Documentos internos do Instituto Nacional de Estudos e Pesquisas Educacionais (Inep), órgão do Ministério da Educação que organiza o Exame Nacional do Ensino Médio (Enem), questionam a adoção das provas para a certificação de ensino médio. Segundo nota técnica obtida com exclusividade pelo jornal O Estado de S.Paulo, há “fragilidades pedagógicas” em usar o exame para a obtenção de diploma.


O estudo aponta dificuldades de construir uma prova que certifique e também sirva para selecionar alunos para o ensino superior, como acontece atualmente com o Enem.


O número de participantes que solicitam a certificação tem aumentado a cada edição. No exame deste ano, que ocorre neste sábado (8) e domingo (9), 9, 997 mil candidatos se inscreveram com o objetivo de conseguir o diploma de ensino médio. No ano passado, foram 784 mil, mas apenas 7,6% dos candidatos conseguiram nota mínima para a certificação, segundo informações da ONG Ação Educativa.


“Para as pessoas que tiveram problema de acesso à educação, dificilmente elas vão conseguir responder uma prova sofisticada como o Enem”, diz Roberto Catelli Junior, coordenador da Educação para Jovens e Adultos (EJA) da Ação Educativa.


Em 2009, o Enem foi reformulado, ganhou o formato atual e passou a ser usado como vestibular por universidades federais. A partir daí, o exame também virou processo de certificação e substituiu o Exame Nacional para Certificação de Competências de Jovens e Adultos (Encceja) para o ensino médio.
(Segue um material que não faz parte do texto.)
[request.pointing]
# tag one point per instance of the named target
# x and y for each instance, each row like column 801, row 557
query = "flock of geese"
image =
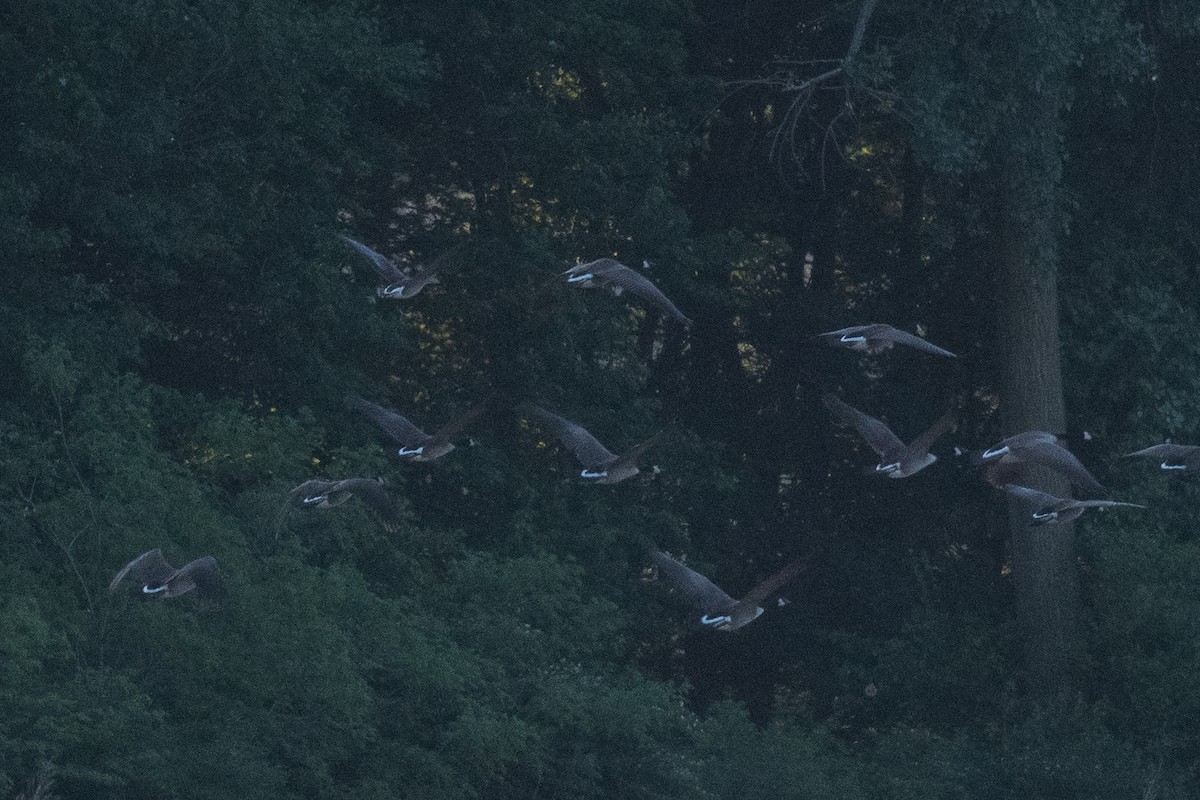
column 1005, row 464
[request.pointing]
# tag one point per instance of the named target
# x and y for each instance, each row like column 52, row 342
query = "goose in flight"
column 616, row 276
column 1006, row 459
column 161, row 579
column 1185, row 458
column 719, row 611
column 396, row 282
column 600, row 464
column 897, row 459
column 414, row 443
column 1050, row 509
column 877, row 337
column 318, row 493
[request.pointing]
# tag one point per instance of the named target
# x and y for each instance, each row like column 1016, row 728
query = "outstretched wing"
column 388, row 270
column 911, row 340
column 775, row 582
column 1053, row 455
column 201, row 575
column 833, row 337
column 621, row 276
column 700, row 591
column 576, row 438
column 948, row 422
column 394, row 425
column 1104, row 504
column 147, row 569
column 875, row 433
column 1041, row 499
column 1173, row 455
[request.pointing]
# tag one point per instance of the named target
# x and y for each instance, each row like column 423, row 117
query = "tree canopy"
column 184, row 324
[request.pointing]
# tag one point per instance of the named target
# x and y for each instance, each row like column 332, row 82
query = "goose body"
column 1183, row 458
column 396, row 282
column 160, row 579
column 877, row 337
column 600, row 464
column 897, row 459
column 719, row 612
column 321, row 493
column 1007, row 459
column 613, row 275
column 1050, row 509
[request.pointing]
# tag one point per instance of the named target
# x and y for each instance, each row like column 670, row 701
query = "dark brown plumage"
column 877, row 337
column 396, row 282
column 161, row 579
column 616, row 276
column 600, row 464
column 897, row 459
column 1003, row 462
column 414, row 443
column 719, row 611
column 1050, row 509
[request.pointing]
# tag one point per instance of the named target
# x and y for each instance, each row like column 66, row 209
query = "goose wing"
column 576, row 438
column 775, row 582
column 621, row 276
column 147, row 569
column 1042, row 499
column 394, row 425
column 700, row 591
column 1053, row 455
column 905, row 337
column 875, row 433
column 388, row 270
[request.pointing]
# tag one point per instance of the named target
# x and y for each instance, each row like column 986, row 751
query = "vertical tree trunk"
column 1031, row 390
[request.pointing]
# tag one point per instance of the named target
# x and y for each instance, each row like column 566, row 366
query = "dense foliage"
column 183, row 323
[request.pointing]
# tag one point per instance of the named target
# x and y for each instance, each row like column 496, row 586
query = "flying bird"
column 719, row 611
column 414, row 443
column 396, row 282
column 161, row 579
column 897, row 459
column 877, row 337
column 1185, row 458
column 1050, row 509
column 611, row 274
column 600, row 464
column 1006, row 459
column 319, row 493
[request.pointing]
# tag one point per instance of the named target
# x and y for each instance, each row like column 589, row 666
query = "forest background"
column 181, row 324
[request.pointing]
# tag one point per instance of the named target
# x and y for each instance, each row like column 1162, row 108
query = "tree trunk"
column 1031, row 392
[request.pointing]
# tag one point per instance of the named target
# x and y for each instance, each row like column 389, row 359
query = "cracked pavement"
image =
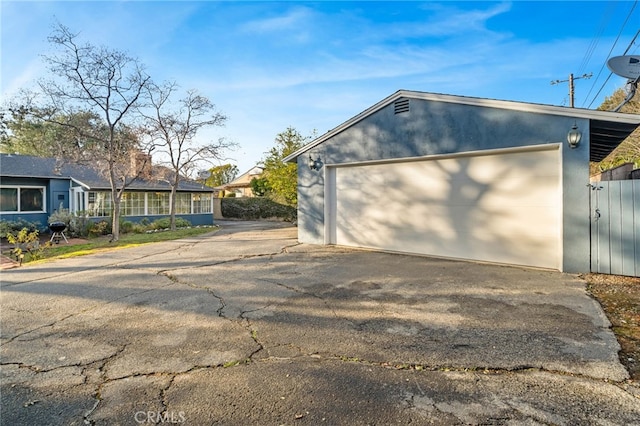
column 246, row 326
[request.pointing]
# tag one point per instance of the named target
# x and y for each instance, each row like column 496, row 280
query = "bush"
column 257, row 208
column 126, row 226
column 78, row 225
column 165, row 223
column 100, row 228
column 15, row 226
column 26, row 241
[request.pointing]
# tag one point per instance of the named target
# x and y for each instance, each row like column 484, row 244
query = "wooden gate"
column 615, row 227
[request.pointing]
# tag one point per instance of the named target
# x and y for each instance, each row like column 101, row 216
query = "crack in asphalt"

As notas técnicas mostram que a própria equipe do Inep apontou em “várias oportunidades” problemas na certificação por meio do Enem. O documento da Diretoria de Avaliação da Educação Básica (Daeb) do Inep de 2012 indica, além da fragilidade pedagógica, a “dificuldade psicométrica de se construir uma prova que atenda plenamente a dois objetivos distintos: certificação e seleção”.


Pontuação


O parecer é de autoria da cúpula da Daeb. Na oportunidade, ao mesmo tempo em que reafirmam os problemas, os técnicos indicaram que a nota mínima para certificação subisse (leia mais nesta página). O documento recorre a estudo feito em 2010 pela Coordenação Geral de Instrumentos e Medidas da Daeb, cuja conclusão era pela separação do Encceja e do Enem.


Segundo o estudo assinado por 30 técnicos do Inep, a matriz de conteúdos do Enem não contempla especificidades da educação de jovens e adultos. “Ao unir o Encceja ao Enem deixa-se de lado o objetivo principal do primeiro, que é avaliar as habilidades e competências básicas de jovens e adultos que não tiveram oportunidade de acesso à escolaridade regular na idade apropriada.”


Para Maria Inês Pestana, ex-diretora da Daeb, oferecer a possibilidade de certificação pelo Enem teve o objetivo de inclusão, mas o exame acabou se tornando uma ferramenta muito voltada para a seleção de universitários. “Sempre foi um dilema, e a decisão tomada foi pensando na inclusão. Mas tecnicamente seria ideal separar as provas”, diz ela, hoje aposentada.


O presidente do Inep, Francisco Soares, reconheceu que o tema é “controverso”, mas que a opção de certificar é “segura”. “Como temos muitos itens na prova, de dificuldades diferentes, podemos contemplar a certificação”, diz ele. “Não podemos ter dois pesos e duas medidas sobre o que o concluinte deve saber.”


Para o professor da Universidade de São Paulo (USP) Ocimar Alavarse, seria importante avaliar o próprio exame para testar todas as suas funções. “Precisamos avaliar o que o Enem está medindo”, diz.


Para a consultora em educação Ilona Becskeházy, o ponto central é que não existe no Brasil um currículo básico. “A desonestidade técnica e política é não ter currículo.”